Working with legacy architecture
Any programmer can admit that working with code that has been developed for years by many people is a difficult task. Keeping your own application architecture clean is troublesome, and it gets even more challenging in case of an application that was written by other programmers several years ago. One can enjoy writing new applications and tools that do not carry any burden, but each product evolves together with its business assumptions. Moreover, new features are added and the application needs to be constantly improved.
However, there comes a moment when implementing any new option becomes almost impossible, the code itself is more error-prone and requires thorough modification. In fact, it requires a complete re-design. In case of small applications, one iteration is enough to rewrite them to features and to replace the old code with something brand new. Unfortunately, it is impossible within a reasonable amount of time to rewrite complex applications with complicated business logic.
Modern applications are usually microservices, whereas legacy applications are in most cases monolithic systems. Every, even the tiniest, change of business logic may cause errors in other, seemingly unrelated, areas.
Therefore, instead of a Big Rewrite, the more sensible solution is to create microservices that take single functionalities out of the monolith, one by one. It is not that easy, as quite often this newly separated microservice needs to be used by the old system or to be supplied with its data.
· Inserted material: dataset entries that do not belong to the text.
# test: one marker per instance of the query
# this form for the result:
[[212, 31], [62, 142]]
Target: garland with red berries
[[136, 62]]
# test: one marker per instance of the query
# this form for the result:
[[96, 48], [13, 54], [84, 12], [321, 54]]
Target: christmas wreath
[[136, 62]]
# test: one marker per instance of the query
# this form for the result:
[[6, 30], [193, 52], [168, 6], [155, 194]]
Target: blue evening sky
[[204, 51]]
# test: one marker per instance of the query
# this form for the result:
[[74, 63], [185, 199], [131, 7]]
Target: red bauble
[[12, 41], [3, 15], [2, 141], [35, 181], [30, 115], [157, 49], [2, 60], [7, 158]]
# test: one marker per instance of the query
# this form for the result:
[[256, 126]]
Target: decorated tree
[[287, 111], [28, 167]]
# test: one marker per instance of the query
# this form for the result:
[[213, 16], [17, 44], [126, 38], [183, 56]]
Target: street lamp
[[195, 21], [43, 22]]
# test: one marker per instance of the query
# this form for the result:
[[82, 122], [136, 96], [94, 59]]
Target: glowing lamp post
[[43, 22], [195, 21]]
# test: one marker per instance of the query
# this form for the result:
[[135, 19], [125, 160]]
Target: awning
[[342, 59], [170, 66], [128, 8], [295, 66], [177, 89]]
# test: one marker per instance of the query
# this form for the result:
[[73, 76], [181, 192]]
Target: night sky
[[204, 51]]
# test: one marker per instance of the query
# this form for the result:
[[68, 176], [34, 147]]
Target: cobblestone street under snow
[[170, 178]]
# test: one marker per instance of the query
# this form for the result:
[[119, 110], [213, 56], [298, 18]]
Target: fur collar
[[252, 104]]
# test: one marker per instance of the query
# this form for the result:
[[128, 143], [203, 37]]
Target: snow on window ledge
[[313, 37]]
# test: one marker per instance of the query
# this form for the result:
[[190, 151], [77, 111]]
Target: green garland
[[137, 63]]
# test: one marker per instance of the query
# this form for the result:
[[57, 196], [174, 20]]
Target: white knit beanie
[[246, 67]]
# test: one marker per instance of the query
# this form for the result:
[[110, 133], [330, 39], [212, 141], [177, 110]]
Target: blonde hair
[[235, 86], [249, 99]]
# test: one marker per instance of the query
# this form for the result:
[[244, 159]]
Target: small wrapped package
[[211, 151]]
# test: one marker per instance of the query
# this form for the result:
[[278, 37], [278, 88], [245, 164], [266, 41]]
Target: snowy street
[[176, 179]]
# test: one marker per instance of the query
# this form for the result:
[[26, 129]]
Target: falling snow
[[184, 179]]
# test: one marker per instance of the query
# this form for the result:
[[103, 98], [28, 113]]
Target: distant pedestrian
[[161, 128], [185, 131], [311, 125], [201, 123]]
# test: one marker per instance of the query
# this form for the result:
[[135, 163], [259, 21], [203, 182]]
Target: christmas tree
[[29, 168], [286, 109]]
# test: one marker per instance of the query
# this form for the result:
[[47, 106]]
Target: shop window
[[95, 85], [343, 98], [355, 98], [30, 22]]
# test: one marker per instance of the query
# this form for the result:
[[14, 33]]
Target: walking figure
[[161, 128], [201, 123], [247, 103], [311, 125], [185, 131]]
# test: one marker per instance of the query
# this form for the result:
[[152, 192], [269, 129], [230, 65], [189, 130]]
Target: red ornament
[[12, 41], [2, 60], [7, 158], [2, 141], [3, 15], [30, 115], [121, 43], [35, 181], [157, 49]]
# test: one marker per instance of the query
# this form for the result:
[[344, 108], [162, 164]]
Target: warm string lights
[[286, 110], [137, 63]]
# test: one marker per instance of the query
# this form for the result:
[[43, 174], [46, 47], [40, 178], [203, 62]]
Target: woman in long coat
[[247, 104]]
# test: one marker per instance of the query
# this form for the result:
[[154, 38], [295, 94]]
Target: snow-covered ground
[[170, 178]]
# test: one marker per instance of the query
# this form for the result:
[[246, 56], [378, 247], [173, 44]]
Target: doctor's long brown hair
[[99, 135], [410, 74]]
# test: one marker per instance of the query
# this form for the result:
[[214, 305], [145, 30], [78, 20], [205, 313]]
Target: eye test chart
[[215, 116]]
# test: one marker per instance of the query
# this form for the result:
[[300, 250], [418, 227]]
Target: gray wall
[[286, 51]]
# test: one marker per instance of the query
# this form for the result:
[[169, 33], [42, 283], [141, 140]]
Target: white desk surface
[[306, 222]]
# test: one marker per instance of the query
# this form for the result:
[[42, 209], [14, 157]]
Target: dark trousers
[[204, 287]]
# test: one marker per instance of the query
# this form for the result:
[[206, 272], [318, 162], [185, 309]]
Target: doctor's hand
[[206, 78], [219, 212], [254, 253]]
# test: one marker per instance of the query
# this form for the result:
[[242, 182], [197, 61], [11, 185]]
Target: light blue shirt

Usually, when you create a new microservice, you notice that some business or technical assumptions or flow should be remodeled. Sometimes there is a need to remove unnecessary code from the old application domain. How to move current model to the new one when you develop the first (or one of the first) microservices? Programmers are often tempted to move problematic issues “temporarily” to the new system, “until all elements understand the new model”, etc. The idea is alluring, as it provides a quick solution. Consequently, invalid business assumptions appear in the new system and despite coding separate microservice in a new language and having a new database, nothing changes. As a result, problems that used to keep programmers awake at night will occur again in 6 or 12 months. The solution is the application of Anti-Corruption Layer pattern.
The ACL pattern comes from the Domain-Driven Design approach. DDD focuses on defining domain models, system components and their behavior to reflect the reality as much as possible. The main idea behind DDD is that you should first create such a model in order to consider issues related to its technical implementation later. If you would like to learn more, read “Domain-Driven Design: Tackling Complexity in the Heart of Software” written by Eric Evans, the creator of DDD. Although the ACL pattern was created for DDD, it seems to work fine anytime you deal with legacy code. According to ACL, complete translation of the old model must be performed outside of the new service. In other words, the new microservice has its API, data formats, etc., whereas ACL adapts input provided by the monolith to the new model. Therefore, the new microservice is not corrupted by the old model. As a result, the development and future maintenance of the microservice is much easier. ACL can be inserted into the old application or be a separate entity collecting all the requests submitted to the new microservice.
ACL does not have to process only the “old application → new microservice” communication. It can also support the communication in the opposite direction. Let’s assume that after processing its tasks, your microservice must return the results somewhere. The old application would e.g. save them in a database (the global database that keeps all the data necessary for the monolithic application), where they would be required by another functionality. Currently, there is no other microservice that would need this data and the only available method is to save the data within the old structure. And here comes ACL again. You become its client and it will process data saved in a new format submitted using a brand new protocol (e.g. HTTP and REST architectural pattern). Therefore, ACL can act as a wrapper (proxy) that changes the data transmission method (e.g. it will receive data via REST to save it directly to a database). However, it can also act as an adapter that translates data in the new format to the old format, recognized by the old application.
Enterprise Service Bus
Using the ACL pattern to carve single functionalities out of the monolith and to create separate services can help you a lot, but it will not solve all the legacy architecture problems. Usually, your application is integrated with tools and external applications that you cannot modify. Sometimes you face legacy integration, e.g. your application must send an e-mail somewhere, save something to an FTP server or communicate with some other external entity, which you cannot change, as the other communication party does not belong to you. Anyway, you must deal with it somehow, but again, you are tempted to solve this issue in the service itself. This would mean adding extra code lines, which we want to avoid. Moreover, it also makes you cut corners when modeling the domain. That is why I recommend taking the model translation outside to make sure your service is not corrupted.
In such case, using only ACL that just translates data may not be enough. Here you need Enterprise Service Bus ESB (e.g. popular solutions such as open-source Apache ServiceMix or commercial Tibco bus) that will process some of the external communication logic, whereas the microservice can send (in a way the architects and programmers want it) and retrieve data (e.g. via REST). If any of the communication parties modifies its needs related to communication layer, your microservice will not be affected and you will not be tempted to introduce any potentially chaotic changes into the business logic in order to meet the communication needs.
Patterns I have mentioned are only the tip of the iceberg, as there are plenty of solutions you can use when moving your legacy architecture into the new world. Anyway, the most important thing is that they allow you to focus on modeling problems in a brand new way, using all your programming skills. An Anti-Corruption Layer can save you from many bad surprises and isolate your new code from legacy applications.